Gehirntraining, Demenzrisiko

Gehirntraining senkt Demenzrisiko um 25 Prozent

30.06.2026 - 01:42:04 | boerse-global.de

Forschungsergebnisse aus Harvard zeigen: Kombination aus Ausdauer, Kraft und Koordination verlangsamt den Alterungsprozess.

Harvard-Studie: Fünf Trainingsformen für gesundes Altern
Gehirntraining - Verschiedene Menschen trainieren: Schwimmen, Tai Chi, Krafttraining und Spazierengehen, um Gesundheit und Fitness zu symbolisieren. 30.06.2026 - Bild: über boerse-global.de

Die Analyse von Professorin Dr. I-Min Lee zeigt: Die richtige Mischung aus Ausdauer, Kraft und Koordination kann den Alterungsprozess deutlich verlangsamen.

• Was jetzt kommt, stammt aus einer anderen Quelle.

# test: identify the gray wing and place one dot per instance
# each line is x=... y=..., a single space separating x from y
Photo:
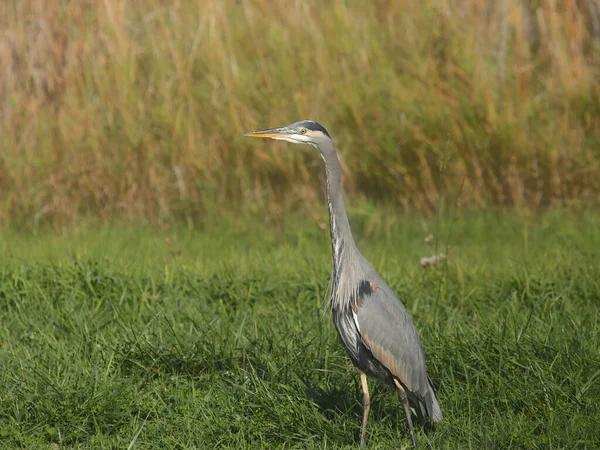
x=388 y=330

Schwimmen als optimales Ganzkörpertraining

Schwimmen gilt laut der Harvard-Studie als besonders effektiv. Ein Training von 30 bis 45 Minuten reduziert nachweislich das Risiko für Depressionen. Ergänzend empfehlen die Forscher Krafttraining und HIIT, um den Grundumsatz des Körpers nachhaltig zu steigern.

Für ältere Erwachsene steht Tai Chi ganz oben auf der Liste. Die asiatische Bewegungskunst verbessert die Balance und beugt Stürzen vor. Zur Förderung der Gedächtnisleistung raten die Experten zu täglichen Spaziergängen oder Wanderungen von mindestens 30 Minuten.

Beckenbodentraining und HIIT für die Generation 60plus

Als fünfte Komponente nennen die Forscher das Beckenbodentraining. Der empfohlene Rhythmus: fünf Wiederholungen mit jeweils zehn Sekunden Anspannung, vier- bis fünfmal täglich.

Forschungsergebnisse der University of the Sunshine Coast aus Ende Juni 2026 untermauern die Bedeutung von HIIT für die Generation 60plus. Demnach ist dies die einzige Trainingsform, die älteren Erwachsenen hilft, Körperfett zu reduzieren und gleichzeitig Muskelmasse zu erhalten.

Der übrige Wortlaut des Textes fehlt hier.